Topic 2 — Computer Vision and Object Understanding
This topic covers how humanoid robots extract objects, people, and semantics from visual data. It starts with classical computer vision, transitions to deep learning–based detectors and segmenters, and culminates in a hands-on perception pipeline that runs in real time on RGB-D and LiDAR streams.
2.1 Classical Computer Vision
Before deep learning, perception systems relied on handcrafted features:
- Edge detectors (Sobel, Canny) to find object boundaries.
- Corner and feature detectors (Harris, FAST).
- Feature descriptors (SIFT, SURF, ORB) to encode local patches.
- Feature matching across images for:
- Motion estimation.
- Stereo matching.
- Visual odometry.
Classical methods still matter because:
- They are fast and lightweight, useful on constrained hardware.
- They are more interpretable and tunable.

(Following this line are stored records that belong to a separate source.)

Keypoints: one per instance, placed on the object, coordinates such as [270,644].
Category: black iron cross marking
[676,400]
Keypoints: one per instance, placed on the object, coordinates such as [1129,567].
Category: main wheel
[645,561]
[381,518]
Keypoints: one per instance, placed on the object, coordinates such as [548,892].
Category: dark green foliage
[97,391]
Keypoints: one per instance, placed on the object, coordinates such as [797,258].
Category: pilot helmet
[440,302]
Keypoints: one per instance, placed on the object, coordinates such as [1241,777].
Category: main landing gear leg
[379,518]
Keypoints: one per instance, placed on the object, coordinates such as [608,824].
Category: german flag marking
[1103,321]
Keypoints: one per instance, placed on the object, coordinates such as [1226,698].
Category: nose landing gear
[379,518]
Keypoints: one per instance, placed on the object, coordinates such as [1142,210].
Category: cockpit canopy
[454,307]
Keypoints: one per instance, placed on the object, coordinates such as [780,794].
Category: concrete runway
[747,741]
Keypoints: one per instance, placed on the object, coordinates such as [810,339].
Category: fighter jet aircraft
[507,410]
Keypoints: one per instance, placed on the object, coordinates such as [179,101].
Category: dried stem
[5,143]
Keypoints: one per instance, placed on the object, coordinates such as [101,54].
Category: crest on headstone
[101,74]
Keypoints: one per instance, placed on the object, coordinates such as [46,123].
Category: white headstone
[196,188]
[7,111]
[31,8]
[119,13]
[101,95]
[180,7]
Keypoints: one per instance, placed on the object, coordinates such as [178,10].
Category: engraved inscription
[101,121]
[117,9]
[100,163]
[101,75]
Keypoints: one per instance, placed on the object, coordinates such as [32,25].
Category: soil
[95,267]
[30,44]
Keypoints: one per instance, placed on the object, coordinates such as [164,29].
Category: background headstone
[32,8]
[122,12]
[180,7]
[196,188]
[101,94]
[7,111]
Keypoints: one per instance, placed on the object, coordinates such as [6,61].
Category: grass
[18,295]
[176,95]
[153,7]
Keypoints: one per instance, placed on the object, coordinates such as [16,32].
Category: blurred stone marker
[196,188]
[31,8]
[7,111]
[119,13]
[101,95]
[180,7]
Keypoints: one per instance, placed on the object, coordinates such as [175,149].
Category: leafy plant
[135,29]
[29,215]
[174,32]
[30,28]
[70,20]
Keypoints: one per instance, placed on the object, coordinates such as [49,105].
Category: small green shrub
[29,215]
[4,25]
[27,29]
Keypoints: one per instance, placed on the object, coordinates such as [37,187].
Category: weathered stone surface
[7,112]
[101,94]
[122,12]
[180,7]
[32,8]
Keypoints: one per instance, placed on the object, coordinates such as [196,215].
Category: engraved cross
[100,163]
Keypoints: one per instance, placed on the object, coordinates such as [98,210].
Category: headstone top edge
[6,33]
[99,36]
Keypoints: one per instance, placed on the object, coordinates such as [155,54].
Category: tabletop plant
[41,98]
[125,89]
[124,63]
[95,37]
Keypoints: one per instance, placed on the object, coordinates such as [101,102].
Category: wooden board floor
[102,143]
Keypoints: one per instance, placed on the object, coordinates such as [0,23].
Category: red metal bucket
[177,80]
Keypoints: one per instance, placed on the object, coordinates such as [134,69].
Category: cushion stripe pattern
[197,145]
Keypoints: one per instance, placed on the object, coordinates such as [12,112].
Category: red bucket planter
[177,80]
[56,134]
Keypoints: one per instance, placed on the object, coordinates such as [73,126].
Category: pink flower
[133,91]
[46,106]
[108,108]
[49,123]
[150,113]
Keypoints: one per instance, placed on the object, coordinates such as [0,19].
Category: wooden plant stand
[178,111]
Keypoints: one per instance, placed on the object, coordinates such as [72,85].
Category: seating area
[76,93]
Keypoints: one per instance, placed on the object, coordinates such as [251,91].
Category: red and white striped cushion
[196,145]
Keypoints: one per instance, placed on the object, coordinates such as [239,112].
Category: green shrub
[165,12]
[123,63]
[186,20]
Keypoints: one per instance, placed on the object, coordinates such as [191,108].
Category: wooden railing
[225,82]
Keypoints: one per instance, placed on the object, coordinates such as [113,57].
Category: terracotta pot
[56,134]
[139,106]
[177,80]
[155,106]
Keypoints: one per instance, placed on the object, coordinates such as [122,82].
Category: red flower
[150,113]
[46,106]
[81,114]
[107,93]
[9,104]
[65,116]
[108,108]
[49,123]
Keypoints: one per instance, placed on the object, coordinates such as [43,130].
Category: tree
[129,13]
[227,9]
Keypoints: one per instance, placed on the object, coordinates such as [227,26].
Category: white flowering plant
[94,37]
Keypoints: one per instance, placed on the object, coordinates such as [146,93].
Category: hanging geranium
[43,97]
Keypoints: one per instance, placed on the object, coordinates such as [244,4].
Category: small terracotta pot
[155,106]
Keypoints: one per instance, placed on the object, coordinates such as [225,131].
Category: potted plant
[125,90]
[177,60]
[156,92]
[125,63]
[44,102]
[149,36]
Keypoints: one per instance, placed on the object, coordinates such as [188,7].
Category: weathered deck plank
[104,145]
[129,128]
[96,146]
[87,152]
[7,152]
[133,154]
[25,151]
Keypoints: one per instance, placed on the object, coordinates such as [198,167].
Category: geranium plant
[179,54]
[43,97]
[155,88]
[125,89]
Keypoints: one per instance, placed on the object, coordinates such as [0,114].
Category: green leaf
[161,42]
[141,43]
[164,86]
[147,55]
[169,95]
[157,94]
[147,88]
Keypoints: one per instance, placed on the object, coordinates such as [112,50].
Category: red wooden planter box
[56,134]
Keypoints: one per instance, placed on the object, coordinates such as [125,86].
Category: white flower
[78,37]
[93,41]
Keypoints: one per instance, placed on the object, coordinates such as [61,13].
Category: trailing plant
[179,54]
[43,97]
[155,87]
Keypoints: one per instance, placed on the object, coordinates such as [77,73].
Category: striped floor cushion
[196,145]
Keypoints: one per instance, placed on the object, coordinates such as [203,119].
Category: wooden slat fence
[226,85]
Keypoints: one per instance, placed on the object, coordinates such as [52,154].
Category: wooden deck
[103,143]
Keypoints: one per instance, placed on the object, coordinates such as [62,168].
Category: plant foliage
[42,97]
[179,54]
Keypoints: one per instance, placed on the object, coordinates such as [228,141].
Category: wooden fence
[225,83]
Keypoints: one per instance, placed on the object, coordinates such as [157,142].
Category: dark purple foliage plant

- Many SLAM systems (e.g., ORB-SLAM) still rely on keypoints and descriptors.
Typical pipeline:
- Detect keypoints in each image.
- Compute descriptors for each keypoint.
- Match descriptors between consecutive frames.
- Use matches to estimate camera motion and scene structure.
You will see these ideas again when we discuss SLAM in Topic 3.
2.2 Deep Vision Models
Deep learning has transformed computer vision by learning features directly from data.
Convolutional Neural Networks (CNNs)
CNNs apply learned filters across images to detect patterns:
- Early layers detect edges and textures.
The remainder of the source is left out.